In [36]:
%load_ext autoreload
%autoreload 2

The autoreload extension is already loaded. To reload it, use:
  %reload_ext autoreload


In [37]:
from shark.utils import nb_init
nb_init()

INFO | nb_init | Set current dir to chess
INFO | nb_init | You are using Python 3.10.10 (main, Sep 14 2023, 16:59:47) [Clang 14.0.3 (clang-1403.0.22.14.1)]


# Chess environment for Reinforcement Learning

Regardless of the RL Agent we wish to train, we need a Chess Environment with which this Agent can play. See also [this popular libray](https://gymnasium.farama.org/index.html) for further reference.

As this repo is strongly based on TorchRL, we will extend their [base class](https://pytorch.org/rl/reference/generated/torchrl.envs.EnvBase.html) to create this chess environment.

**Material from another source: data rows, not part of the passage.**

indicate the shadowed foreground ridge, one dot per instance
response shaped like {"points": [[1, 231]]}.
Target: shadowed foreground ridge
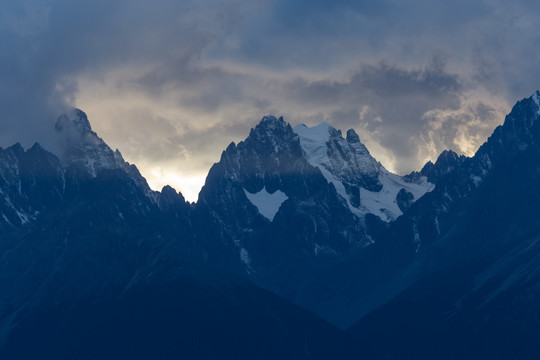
{"points": [[293, 226]]}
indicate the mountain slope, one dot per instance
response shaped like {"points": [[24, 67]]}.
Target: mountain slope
{"points": [[480, 288]]}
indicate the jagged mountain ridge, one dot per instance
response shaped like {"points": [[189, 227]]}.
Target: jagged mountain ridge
{"points": [[311, 249]]}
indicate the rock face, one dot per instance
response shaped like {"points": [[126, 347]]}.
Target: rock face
{"points": [[303, 212]]}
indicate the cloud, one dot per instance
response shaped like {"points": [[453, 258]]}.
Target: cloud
{"points": [[173, 83]]}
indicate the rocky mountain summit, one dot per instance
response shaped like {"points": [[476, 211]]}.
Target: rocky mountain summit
{"points": [[304, 213]]}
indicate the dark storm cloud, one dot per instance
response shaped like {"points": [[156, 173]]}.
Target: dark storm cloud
{"points": [[173, 82], [46, 45]]}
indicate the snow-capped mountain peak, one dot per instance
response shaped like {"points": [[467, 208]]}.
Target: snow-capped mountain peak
{"points": [[361, 181]]}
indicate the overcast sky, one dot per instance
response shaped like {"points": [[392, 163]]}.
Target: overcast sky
{"points": [[171, 83]]}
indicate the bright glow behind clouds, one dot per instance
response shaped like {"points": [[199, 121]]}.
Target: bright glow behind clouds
{"points": [[172, 83]]}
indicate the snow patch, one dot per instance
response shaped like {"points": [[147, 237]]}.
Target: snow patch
{"points": [[267, 204], [383, 203], [314, 142]]}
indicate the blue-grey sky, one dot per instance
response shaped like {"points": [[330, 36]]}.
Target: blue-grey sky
{"points": [[170, 83]]}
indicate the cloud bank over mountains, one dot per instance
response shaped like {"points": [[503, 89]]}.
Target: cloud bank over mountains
{"points": [[170, 84]]}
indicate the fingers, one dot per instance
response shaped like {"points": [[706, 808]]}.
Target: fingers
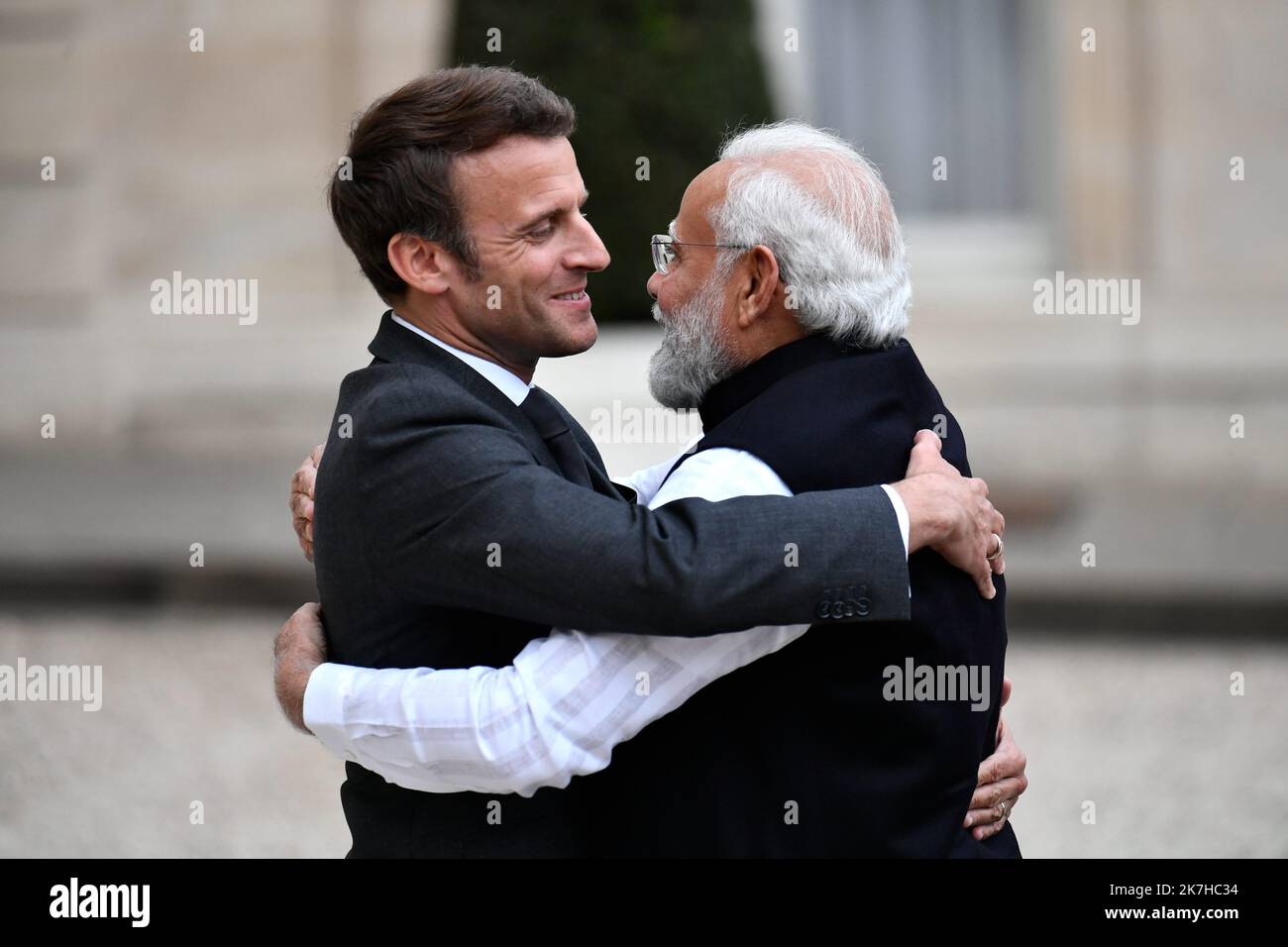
{"points": [[983, 575], [983, 804], [303, 482], [925, 457], [992, 827]]}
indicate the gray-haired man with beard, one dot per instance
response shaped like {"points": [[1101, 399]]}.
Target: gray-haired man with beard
{"points": [[776, 749]]}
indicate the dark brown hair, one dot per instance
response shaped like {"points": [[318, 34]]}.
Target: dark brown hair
{"points": [[402, 149]]}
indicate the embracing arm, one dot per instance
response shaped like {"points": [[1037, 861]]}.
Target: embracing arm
{"points": [[557, 711], [467, 518]]}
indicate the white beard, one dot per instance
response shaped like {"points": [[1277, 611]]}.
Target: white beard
{"points": [[694, 356]]}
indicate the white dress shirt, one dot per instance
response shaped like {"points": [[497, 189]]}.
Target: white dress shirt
{"points": [[568, 698]]}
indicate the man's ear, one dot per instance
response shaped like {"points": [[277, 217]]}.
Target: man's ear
{"points": [[423, 264], [760, 286]]}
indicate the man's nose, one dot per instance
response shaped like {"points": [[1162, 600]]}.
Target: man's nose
{"points": [[589, 252]]}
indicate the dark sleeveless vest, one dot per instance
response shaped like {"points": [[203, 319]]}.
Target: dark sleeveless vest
{"points": [[802, 753]]}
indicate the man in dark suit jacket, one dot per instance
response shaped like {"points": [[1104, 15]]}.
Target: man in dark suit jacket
{"points": [[449, 501]]}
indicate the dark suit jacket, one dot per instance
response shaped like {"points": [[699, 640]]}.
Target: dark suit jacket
{"points": [[430, 474], [804, 753]]}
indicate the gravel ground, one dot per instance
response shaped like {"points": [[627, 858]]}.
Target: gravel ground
{"points": [[1146, 729]]}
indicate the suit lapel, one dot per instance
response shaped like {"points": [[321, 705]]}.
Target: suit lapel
{"points": [[395, 344]]}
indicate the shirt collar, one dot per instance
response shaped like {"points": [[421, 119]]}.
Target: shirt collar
{"points": [[505, 380]]}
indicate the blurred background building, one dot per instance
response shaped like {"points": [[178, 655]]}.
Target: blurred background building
{"points": [[1141, 466]]}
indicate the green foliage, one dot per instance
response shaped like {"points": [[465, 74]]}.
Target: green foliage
{"points": [[656, 78]]}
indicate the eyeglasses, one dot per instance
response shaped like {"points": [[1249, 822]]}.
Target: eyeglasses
{"points": [[664, 256]]}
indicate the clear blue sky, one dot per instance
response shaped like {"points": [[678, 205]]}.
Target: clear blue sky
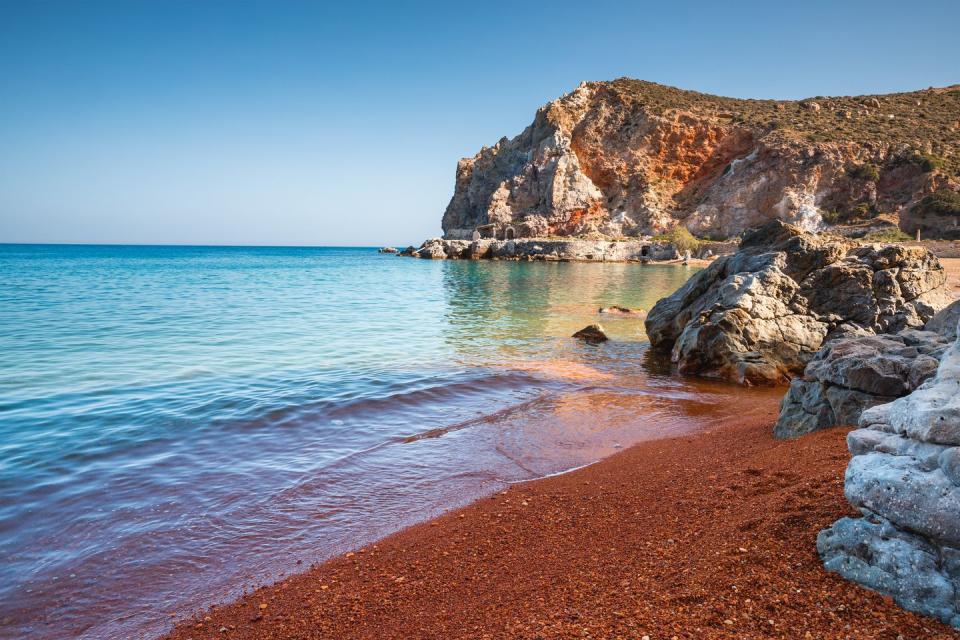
{"points": [[283, 122]]}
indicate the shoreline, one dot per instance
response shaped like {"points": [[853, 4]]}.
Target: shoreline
{"points": [[726, 551]]}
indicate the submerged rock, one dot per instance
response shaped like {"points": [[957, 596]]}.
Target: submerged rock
{"points": [[593, 334], [904, 478], [759, 316]]}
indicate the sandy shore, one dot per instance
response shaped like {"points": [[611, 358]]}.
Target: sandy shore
{"points": [[704, 536], [952, 267]]}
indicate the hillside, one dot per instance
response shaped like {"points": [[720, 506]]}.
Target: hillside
{"points": [[628, 158]]}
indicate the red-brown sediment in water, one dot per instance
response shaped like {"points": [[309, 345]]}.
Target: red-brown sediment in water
{"points": [[709, 535]]}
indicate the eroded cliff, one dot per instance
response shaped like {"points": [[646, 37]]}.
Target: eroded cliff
{"points": [[627, 157]]}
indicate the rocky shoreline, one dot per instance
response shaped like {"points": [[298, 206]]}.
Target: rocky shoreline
{"points": [[862, 333], [548, 250], [725, 549]]}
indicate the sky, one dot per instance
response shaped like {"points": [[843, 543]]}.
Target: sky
{"points": [[320, 123]]}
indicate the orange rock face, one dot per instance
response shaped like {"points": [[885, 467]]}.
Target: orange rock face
{"points": [[627, 158]]}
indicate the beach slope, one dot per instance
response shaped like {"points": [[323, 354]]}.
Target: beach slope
{"points": [[704, 536]]}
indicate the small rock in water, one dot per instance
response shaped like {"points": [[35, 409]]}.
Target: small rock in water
{"points": [[618, 310], [593, 334]]}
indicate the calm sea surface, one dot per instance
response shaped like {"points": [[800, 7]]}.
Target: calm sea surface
{"points": [[178, 424]]}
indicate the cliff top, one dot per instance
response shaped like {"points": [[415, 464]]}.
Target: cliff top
{"points": [[927, 121]]}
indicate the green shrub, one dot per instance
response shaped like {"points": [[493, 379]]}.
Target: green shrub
{"points": [[943, 202], [887, 235], [681, 238], [868, 172]]}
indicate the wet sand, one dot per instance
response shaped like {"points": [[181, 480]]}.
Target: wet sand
{"points": [[708, 535]]}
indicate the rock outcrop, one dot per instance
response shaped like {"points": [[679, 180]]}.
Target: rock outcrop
{"points": [[593, 334], [759, 316], [626, 158], [905, 478], [539, 249]]}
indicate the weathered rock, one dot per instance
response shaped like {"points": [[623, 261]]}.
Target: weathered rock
{"points": [[945, 321], [593, 334], [853, 373], [621, 311], [758, 316], [541, 249], [627, 157], [904, 478]]}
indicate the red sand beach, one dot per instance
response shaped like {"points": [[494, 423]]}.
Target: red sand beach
{"points": [[703, 536]]}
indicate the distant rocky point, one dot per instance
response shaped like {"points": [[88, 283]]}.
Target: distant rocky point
{"points": [[628, 158]]}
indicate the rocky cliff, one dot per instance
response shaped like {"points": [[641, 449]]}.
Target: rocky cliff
{"points": [[626, 158]]}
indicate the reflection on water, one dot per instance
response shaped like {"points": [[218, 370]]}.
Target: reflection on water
{"points": [[178, 424]]}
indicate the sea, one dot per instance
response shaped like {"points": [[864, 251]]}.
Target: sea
{"points": [[181, 424]]}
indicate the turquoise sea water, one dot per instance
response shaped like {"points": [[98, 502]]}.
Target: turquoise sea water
{"points": [[180, 423]]}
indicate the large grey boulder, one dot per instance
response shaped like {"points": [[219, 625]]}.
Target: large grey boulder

This notebook will show you what that is and how it works.

## Create a chess environment

To create a chess environment, all you have to do is to import the correct class, and initialize an instance of that class.

However, let's also see some additional input parameters we can pass.

In [38]:
from shark.env import ChessEnv

help(ChessEnv.__init__)

Help on function __init__ in module shark.env.chess:

__init__(self, engine_path: str = None, time: float = 5, depth: int = 20, flatten_state: bool = False, play_as: str = 'white', play_vs_engine: bool = True, mate_amplifier: float = 10, softmax: bool = True, worst_reward: float = -1000.0, illegal_amplifier: float = 100, lose_on_illegal_move: bool = True, use_one_hot: bool = True, from_engine: bool = False, **kwargs: Any) -> None
    Args:
        engine_path (str):
            Path to chess engine. This class needs a usable chess engine.
            For example: `stockfish`.
            If not passed, this class will read from the `CHESS_ENGINE_EXECUTABLE` environment variable.
            If not set, an error will be raised.
            Please make sure to install a chess engine like Stockfish, and pass the correct
            installation path here.
    
        time (float, optional):
            Timeout value in seconds for engine.
            When the chess engine is called to va

In [39]:
env = ChessEnv()

Let's reset the state (start a new game), and see what the output is:

In [40]:
state = env.reset()
print(f"Reset state: {state}")

Reset state: TensorDict(
    fields={
        done: Tensor(shape=torch.Size([1]), device=cpu, dtype=torch.bool, is_shared=False),
        observation: Tensor(shape=torch.Size([8, 8, 13]), device=cpu, dtype=torch.float32, is_shared=False),
        terminated: Tensor(shape=torch.Size([1]), device=cpu, dtype=torch.bool, is_shared=False)},
    batch_size=torch.Size([]),
    device=None,
    is_shared=False)


The state variable is a `TensorDict`, basically a `dict` of `Tensor` objects.

The fields are:
* `done`: whether the game is over or not. Should not be, as we just started one.
* `observation`: the current state, thus the chess board. If playing as "black", then "white" (played by the chess engine) moved first and a move has already happened on the board.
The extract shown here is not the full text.